Another gap. Taillight… ah! South it was.

‘Two can play at that game, laddie,’ muttered the plain-clothesman through his teeth. He was a grizzled Irishman with a sad, judging face under a thatch of once-carroty hair now ash-gray. His accent was Mission District, more like Canarsie or Baum’s Rush a continent away than a stage Mick’s brogue. Only his eyes suggested the copper.

Laverty dragged his steering wheel over and switched off the headlights just as the turn was completed. The mist had tattered enough so he could use the lights of the car ahead as a guide. While trying to coax more speed from the Reo, he removed a long-barreled Police Positive from his mackinaw pocket and laid it on the seat against his thigh.

Fear rode with Egan Tokzek like some obscene Siamese twin.
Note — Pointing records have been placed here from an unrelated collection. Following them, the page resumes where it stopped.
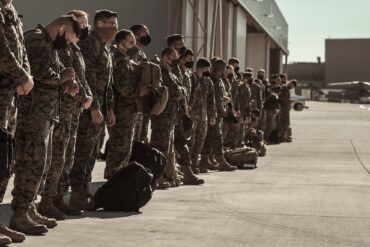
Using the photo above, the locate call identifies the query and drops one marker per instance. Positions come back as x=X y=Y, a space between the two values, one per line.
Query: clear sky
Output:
x=313 y=21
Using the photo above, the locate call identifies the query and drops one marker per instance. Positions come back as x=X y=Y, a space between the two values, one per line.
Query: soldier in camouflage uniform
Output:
x=143 y=39
x=126 y=84
x=52 y=204
x=15 y=78
x=202 y=108
x=163 y=125
x=214 y=141
x=37 y=112
x=99 y=75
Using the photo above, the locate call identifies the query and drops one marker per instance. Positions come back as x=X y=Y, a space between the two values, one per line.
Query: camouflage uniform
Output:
x=35 y=117
x=214 y=140
x=14 y=67
x=202 y=106
x=71 y=58
x=126 y=82
x=142 y=121
x=163 y=125
x=284 y=99
x=99 y=69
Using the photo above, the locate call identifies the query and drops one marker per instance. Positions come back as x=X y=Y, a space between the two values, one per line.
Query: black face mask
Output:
x=182 y=50
x=206 y=74
x=60 y=42
x=84 y=33
x=132 y=51
x=189 y=65
x=146 y=40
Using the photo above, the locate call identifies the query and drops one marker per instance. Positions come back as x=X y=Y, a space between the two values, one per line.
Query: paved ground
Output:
x=312 y=192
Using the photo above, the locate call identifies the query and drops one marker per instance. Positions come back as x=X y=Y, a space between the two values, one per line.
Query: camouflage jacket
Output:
x=202 y=99
x=43 y=101
x=72 y=58
x=220 y=95
x=244 y=100
x=14 y=65
x=176 y=92
x=126 y=82
x=99 y=71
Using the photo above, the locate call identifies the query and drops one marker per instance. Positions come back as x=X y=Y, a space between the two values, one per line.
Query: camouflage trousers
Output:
x=121 y=137
x=142 y=128
x=214 y=140
x=70 y=153
x=198 y=136
x=32 y=141
x=271 y=123
x=87 y=148
x=60 y=139
x=181 y=145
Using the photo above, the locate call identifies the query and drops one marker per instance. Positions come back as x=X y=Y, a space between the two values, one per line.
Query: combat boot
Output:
x=64 y=207
x=190 y=178
x=46 y=208
x=21 y=222
x=224 y=165
x=41 y=219
x=4 y=240
x=16 y=237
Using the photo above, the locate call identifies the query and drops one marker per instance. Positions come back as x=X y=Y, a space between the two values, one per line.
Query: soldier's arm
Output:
x=9 y=64
x=90 y=54
x=211 y=103
x=39 y=54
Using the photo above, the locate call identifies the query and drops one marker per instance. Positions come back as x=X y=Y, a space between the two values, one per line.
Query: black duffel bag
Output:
x=150 y=158
x=6 y=153
x=128 y=190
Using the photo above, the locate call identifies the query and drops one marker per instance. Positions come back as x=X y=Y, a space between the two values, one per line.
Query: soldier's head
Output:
x=203 y=67
x=169 y=58
x=235 y=63
x=229 y=74
x=82 y=18
x=142 y=35
x=218 y=67
x=261 y=74
x=293 y=84
x=187 y=59
x=177 y=42
x=283 y=78
x=126 y=42
x=106 y=22
x=63 y=30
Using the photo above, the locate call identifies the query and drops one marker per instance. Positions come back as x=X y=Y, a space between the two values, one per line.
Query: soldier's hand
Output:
x=212 y=121
x=145 y=90
x=111 y=118
x=67 y=74
x=96 y=117
x=25 y=87
x=87 y=103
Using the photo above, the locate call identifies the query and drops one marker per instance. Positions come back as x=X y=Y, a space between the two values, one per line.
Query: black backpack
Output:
x=128 y=190
x=6 y=153
x=150 y=158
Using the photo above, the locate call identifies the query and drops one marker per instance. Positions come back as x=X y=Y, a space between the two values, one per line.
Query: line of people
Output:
x=64 y=83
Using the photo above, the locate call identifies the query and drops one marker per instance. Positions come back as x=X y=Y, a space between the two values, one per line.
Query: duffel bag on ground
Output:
x=243 y=158
x=128 y=190
x=150 y=158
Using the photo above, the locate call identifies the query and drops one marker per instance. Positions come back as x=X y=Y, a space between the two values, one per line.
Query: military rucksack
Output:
x=155 y=102
x=6 y=153
x=128 y=190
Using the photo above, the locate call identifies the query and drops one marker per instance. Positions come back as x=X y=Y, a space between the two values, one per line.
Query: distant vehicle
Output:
x=353 y=92
x=298 y=102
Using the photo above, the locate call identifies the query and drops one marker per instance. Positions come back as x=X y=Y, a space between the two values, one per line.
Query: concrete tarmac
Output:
x=312 y=192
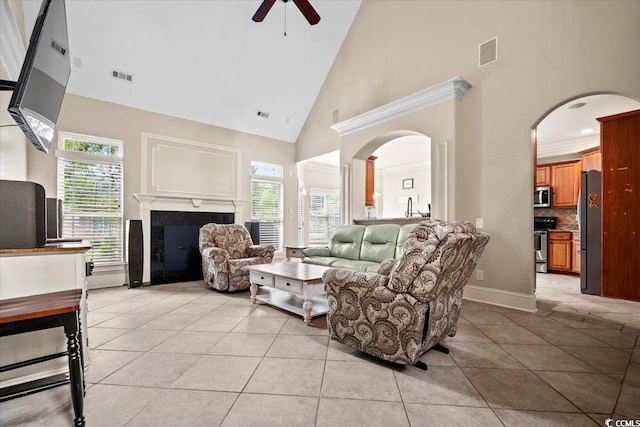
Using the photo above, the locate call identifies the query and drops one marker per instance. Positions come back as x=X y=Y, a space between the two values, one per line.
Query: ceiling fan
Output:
x=305 y=7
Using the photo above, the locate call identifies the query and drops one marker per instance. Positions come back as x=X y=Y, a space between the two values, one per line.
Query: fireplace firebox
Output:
x=175 y=256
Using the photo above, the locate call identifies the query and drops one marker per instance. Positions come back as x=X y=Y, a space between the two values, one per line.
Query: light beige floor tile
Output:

The lights had disappeared from his mirror, but he still had the bundle to dispose of.

Why’d the little bitch have to die, anyway? None of the others had, down through the years. He snuffled painfully. They’d survived, been shipped back east, and that had been the end of them, every one.

Until tonight.

Far enough south to dump her? Had to be at least two miles from the park. The houses that had crowded the first two blocks were gone. He eased off the accelerator. Lug it out into the dunes and dump it. Days, maybe weeks before nosy brats would find whatever the animals had left.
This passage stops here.